Неустанно занимается наукой. И Демо с увлечением стала рассказывать Диагору то, что его интересовало больше всего: о новых, неизвестных еще ему проявлениях мудрости его учителя.

- Позапрошлый год гостил у нас Гиппократ. Один раз они долго разговаривали, потом господин позвал меня и велит: "Принеси молока и хлеба". Я принесла. А господин посмотрел на молоко и говорит: "От черной козы?" Я говорю: "Да". - "Первый раз окотилась?" Я так и раскрыла рот. Откуда он может знать? "Да, господин. Как ты узнал?" И Гиппократ удивился тоже. "Как ты мог это узнать? - спрашивает. - По каким признакам?" А господин только улыбается.

- Интересно, - сказал Диагор.

- А с тыквенными семечками! Это недавно было. Он очень их любит. Однажды грыз их, и вдруг одно семечко показалось ему очень сладким. Зовет меня: "У кого ты их купила?" Я говорю: "У кривой Симониды". А он: "Сейчас же веди меня к ней! Я должен узнать, где растут тыквы с такими сладкими семенами". Я рассмеялась, говорю: "Господин, никуда тебе не надо ходить; семена оттого "ладкие, что я их положила в крынку, где раньше был мед..." А он как крикнет на меня: "Ты что же, дура, думаешь, что я не могу отличить вкус меда от вкуса семян?! Веди сейчас же к Симониде!" Пришли мы. Он осмотрел место, где у нее растут тыквы, взял землю Симонидину...

- Много?

- Корзин пять. Смешал ее с нашей. И вывел такие самые тыквы, даже еще слаще. Вот ведь какая мудрость!

- Да... - согласился Диагор. - А сейчас чем он занят?

Демо пожала плечами.

- Откуда мне знать? Разве он говорит мне? - Немного подумала и добавила: - Кажется, погодой. А может, и другим чем-нибудь. Не знаю, господин.

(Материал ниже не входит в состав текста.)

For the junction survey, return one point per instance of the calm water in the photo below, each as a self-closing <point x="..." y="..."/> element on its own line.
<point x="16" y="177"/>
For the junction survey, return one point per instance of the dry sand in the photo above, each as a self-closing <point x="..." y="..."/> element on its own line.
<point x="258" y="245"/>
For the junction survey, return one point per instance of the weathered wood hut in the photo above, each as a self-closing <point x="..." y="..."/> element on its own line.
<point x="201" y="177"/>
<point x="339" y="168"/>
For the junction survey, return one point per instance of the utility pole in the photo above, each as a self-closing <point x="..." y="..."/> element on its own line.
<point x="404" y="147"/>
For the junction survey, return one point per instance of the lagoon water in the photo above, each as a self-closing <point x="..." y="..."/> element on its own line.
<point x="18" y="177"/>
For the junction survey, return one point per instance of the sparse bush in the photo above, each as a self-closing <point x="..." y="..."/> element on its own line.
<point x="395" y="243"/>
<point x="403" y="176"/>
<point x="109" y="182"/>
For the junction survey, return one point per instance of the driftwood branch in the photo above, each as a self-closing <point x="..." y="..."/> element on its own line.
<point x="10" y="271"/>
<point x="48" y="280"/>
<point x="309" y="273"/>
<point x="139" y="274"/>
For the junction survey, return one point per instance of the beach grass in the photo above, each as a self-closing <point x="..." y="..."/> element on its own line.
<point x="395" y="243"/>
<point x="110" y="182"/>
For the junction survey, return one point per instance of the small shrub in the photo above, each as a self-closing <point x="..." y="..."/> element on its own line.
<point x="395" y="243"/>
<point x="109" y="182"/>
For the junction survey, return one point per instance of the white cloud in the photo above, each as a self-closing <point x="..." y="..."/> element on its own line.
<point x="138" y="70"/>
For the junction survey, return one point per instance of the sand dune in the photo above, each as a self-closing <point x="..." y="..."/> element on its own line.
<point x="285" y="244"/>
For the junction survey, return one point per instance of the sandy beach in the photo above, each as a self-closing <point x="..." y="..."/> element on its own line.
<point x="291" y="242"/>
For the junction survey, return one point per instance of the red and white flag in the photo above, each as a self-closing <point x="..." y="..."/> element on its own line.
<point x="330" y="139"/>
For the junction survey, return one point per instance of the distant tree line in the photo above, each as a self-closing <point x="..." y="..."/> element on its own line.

- Демо! - вдруг раздался снизу сердитый голос Дамаста.

- Я здесь, господин! Иду! - испуганно отозвалась рабыня и, растерянно улыбнувшись гостю, убежала.

Диагор встал, расправил впалую, чахоточную грудь и плечи, подошел к столу Демокрита и с жадным любопытством склонился над растянутым на нем свитком. Но .древнеегипетский язык был незнаком ему, и лишь по чертежам он догадался, что это математическое сочинение. А в математике Диагор тоже не был силен. Его познания ограничивались логикой, историей, филологией и этикой. Вздохнув, мелосец стал просматривать заголовки других свитков, находившихся на столе, потом направился к полкам.